The microbes that are “employed” in the treatment process require specific environmental conditions to grow that can often times be in contrast with each other. For example, organics are removed by heterotrophic bacteria that reproduce and grow at a much faster rate than autotrophic bacteria which are required to degrade Ammonia (both of which are in the order of days). These competing conditions and the need to promote growth of various types of bacteria as well as have the biomass settle result in wastewater plants having large civil tanks to meet the long hydraulic and solid retention times. At the same time, with wastewater inflows to a plant following a diurnal peaking pattern (up to two times of the average flow for large plants), the tankage required to handle these flows are further increased.

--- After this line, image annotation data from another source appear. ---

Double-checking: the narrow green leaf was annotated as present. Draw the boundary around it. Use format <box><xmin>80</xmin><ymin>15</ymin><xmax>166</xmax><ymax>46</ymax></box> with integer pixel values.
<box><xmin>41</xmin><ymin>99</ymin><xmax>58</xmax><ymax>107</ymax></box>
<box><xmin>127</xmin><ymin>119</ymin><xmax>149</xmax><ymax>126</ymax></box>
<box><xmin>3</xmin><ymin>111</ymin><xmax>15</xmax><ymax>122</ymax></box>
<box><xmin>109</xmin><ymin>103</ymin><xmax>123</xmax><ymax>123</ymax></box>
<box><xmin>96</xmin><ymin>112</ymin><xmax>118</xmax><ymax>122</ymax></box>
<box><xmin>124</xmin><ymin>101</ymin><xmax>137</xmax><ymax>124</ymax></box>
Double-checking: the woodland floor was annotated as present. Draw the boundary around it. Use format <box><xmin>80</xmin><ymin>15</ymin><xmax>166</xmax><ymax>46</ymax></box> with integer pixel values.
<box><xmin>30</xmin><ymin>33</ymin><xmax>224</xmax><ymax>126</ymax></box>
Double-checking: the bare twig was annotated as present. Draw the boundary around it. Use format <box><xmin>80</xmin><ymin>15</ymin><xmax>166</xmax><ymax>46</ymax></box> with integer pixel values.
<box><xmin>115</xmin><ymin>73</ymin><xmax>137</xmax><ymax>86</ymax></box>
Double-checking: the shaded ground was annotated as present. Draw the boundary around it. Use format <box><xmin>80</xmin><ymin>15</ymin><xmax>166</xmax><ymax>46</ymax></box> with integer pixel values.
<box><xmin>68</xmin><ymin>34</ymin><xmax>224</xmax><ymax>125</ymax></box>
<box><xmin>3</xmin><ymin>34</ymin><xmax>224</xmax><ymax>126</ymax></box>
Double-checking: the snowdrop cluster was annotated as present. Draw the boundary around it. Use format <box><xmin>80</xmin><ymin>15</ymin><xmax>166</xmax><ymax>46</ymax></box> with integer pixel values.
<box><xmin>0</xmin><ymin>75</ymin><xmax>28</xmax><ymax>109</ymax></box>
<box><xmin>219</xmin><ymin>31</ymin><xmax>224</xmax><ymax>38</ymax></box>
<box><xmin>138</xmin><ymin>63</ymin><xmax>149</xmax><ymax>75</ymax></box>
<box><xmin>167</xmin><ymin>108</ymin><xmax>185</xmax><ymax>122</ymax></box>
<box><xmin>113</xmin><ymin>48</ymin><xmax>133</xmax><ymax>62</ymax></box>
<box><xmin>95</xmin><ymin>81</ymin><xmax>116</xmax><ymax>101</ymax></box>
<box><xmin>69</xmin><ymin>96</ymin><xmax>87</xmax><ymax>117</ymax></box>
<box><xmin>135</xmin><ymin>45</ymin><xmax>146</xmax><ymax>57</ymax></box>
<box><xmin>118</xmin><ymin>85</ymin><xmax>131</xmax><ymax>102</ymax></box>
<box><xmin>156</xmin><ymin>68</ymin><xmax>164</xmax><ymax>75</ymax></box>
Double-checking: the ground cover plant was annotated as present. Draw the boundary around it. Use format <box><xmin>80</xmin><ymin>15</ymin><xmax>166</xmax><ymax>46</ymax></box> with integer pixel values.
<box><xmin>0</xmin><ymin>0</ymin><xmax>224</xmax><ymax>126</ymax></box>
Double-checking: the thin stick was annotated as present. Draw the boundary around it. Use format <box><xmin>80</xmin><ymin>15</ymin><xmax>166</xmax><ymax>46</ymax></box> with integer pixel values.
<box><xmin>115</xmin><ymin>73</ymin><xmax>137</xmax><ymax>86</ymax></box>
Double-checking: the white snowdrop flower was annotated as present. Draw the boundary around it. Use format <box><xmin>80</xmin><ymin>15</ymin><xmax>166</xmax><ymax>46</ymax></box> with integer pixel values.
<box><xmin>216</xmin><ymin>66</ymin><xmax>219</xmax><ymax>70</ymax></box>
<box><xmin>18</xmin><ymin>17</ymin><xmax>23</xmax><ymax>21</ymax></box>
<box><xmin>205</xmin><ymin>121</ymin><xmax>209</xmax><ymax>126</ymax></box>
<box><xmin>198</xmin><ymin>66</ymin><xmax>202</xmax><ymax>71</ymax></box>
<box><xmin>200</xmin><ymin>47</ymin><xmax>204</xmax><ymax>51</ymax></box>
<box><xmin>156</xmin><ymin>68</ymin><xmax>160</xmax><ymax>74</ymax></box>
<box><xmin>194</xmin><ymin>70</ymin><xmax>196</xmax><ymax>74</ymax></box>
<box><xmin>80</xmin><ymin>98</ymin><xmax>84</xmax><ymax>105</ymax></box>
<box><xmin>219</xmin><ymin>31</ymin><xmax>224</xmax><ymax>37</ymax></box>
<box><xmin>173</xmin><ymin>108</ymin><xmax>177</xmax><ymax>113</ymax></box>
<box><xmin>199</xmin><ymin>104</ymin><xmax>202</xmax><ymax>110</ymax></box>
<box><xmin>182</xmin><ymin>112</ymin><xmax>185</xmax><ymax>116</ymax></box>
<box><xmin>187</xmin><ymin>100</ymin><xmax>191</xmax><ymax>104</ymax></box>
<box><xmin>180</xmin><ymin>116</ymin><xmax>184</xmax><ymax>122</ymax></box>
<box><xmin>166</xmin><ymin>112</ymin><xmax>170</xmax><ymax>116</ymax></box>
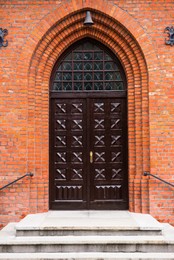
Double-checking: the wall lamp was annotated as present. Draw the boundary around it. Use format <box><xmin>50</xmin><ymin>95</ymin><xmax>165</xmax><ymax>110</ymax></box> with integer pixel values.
<box><xmin>0</xmin><ymin>28</ymin><xmax>8</xmax><ymax>47</ymax></box>
<box><xmin>83</xmin><ymin>11</ymin><xmax>94</xmax><ymax>26</ymax></box>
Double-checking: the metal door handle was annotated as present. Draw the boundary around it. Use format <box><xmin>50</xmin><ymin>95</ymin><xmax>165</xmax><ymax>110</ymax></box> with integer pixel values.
<box><xmin>89</xmin><ymin>151</ymin><xmax>93</xmax><ymax>163</ymax></box>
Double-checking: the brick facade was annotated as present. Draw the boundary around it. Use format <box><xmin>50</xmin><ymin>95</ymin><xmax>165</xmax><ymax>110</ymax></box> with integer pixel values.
<box><xmin>0</xmin><ymin>0</ymin><xmax>174</xmax><ymax>228</ymax></box>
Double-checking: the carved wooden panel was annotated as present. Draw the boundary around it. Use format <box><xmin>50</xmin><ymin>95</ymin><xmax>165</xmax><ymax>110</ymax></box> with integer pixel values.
<box><xmin>90</xmin><ymin>98</ymin><xmax>127</xmax><ymax>208</ymax></box>
<box><xmin>51</xmin><ymin>98</ymin><xmax>127</xmax><ymax>209</ymax></box>
<box><xmin>52</xmin><ymin>99</ymin><xmax>87</xmax><ymax>207</ymax></box>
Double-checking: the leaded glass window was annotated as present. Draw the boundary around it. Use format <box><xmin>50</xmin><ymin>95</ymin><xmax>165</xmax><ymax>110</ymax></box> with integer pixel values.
<box><xmin>52</xmin><ymin>40</ymin><xmax>125</xmax><ymax>92</ymax></box>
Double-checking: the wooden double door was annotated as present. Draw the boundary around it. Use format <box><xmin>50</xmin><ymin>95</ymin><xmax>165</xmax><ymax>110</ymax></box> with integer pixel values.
<box><xmin>50</xmin><ymin>93</ymin><xmax>128</xmax><ymax>209</ymax></box>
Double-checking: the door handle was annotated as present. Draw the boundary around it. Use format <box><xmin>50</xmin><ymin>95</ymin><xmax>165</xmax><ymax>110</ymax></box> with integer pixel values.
<box><xmin>89</xmin><ymin>151</ymin><xmax>93</xmax><ymax>163</ymax></box>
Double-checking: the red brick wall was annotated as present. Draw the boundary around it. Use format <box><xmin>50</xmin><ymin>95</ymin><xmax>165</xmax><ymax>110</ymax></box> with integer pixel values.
<box><xmin>0</xmin><ymin>0</ymin><xmax>174</xmax><ymax>228</ymax></box>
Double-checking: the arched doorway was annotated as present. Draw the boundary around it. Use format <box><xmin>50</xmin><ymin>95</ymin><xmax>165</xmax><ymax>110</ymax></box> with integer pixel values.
<box><xmin>50</xmin><ymin>38</ymin><xmax>128</xmax><ymax>209</ymax></box>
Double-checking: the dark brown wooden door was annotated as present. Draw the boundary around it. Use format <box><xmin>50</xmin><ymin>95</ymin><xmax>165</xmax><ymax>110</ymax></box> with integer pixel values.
<box><xmin>50</xmin><ymin>94</ymin><xmax>128</xmax><ymax>209</ymax></box>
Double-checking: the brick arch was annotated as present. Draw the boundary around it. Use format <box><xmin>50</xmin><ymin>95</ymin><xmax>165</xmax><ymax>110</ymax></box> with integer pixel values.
<box><xmin>25</xmin><ymin>6</ymin><xmax>149</xmax><ymax>212</ymax></box>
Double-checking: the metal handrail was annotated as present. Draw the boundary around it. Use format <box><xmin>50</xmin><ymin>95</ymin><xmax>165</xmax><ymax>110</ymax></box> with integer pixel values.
<box><xmin>0</xmin><ymin>172</ymin><xmax>34</xmax><ymax>191</ymax></box>
<box><xmin>143</xmin><ymin>172</ymin><xmax>174</xmax><ymax>187</ymax></box>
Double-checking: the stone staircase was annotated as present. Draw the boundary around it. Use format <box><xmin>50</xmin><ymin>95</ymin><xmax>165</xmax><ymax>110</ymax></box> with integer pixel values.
<box><xmin>0</xmin><ymin>211</ymin><xmax>174</xmax><ymax>260</ymax></box>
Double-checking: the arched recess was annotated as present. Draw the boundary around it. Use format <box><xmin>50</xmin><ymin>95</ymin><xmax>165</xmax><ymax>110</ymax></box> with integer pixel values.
<box><xmin>28</xmin><ymin>8</ymin><xmax>149</xmax><ymax>212</ymax></box>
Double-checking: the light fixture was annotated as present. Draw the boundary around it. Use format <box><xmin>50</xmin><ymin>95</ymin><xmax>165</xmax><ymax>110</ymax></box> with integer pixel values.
<box><xmin>164</xmin><ymin>26</ymin><xmax>174</xmax><ymax>46</ymax></box>
<box><xmin>84</xmin><ymin>11</ymin><xmax>94</xmax><ymax>26</ymax></box>
<box><xmin>0</xmin><ymin>28</ymin><xmax>8</xmax><ymax>47</ymax></box>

Costs associated with municipal wastewater treatment aren’t just capital intensive. In order to degrade the organics and ammonia, a proportional amount of oxygen needs to be continuously supplied to the wastewater. The amount of oxygen required and the efficiency of aeration system are two important parameters that determine the operating costs associated with the plant. Roughly though, aeration contributes up to 50 – 60% of the operating cost of the plant with pumping forming another 20% of the costs.
Given that wastewater plants can consume anywhere between 20kWh – 45 kWh / per capita per annum every percentage improvement in efficiency is important for a municipality catering to large populations in major towns and cities. While electricity costs are high in much of the developed world, in developing countries these problems can become more acute due to unreliable and discontinuous power supply. Thus with municipalities having to spend public money from taxes to build the plants and then charging the inhabitants a fee to operate them, it is of utmost importance that the requirements and costs to treat wastewater are optimised if not minimised.
Importance of Resource Recovery
With population in cities around the world burgeoning due to economic migration from rural to urban areas, the provision of wastewater treatment systems forms the difference between well maintained public sanitation system or its lack thereof. With a global average of 200Litres and a 60g Organic Load on a per capita per day basis received at the wastewater plants, they will continue to form a big resource sink for municipalities and governments. In this context, the earlier stated shift in perspective from merely treatment to meet public health and hygiene goals to recovering any and every valuable resource from the wastewater to make it self-sustaining while at the same time reducing capital investments is not a luxury but a necessity.
Some of the options that are being studied or have been implemented to achieve the goal of resource recovery are – treating wastewater up to potable reuse standards, extracting energy from the organics to power the wastewater plants, reducing the energy costs associated with nitrogen removal and extracting phosphorous to sell and generate a revenue stream. Future articles will delve deeper into the process design aspects of these systems and look at the maturity of the technologies that can improve resource efficiency.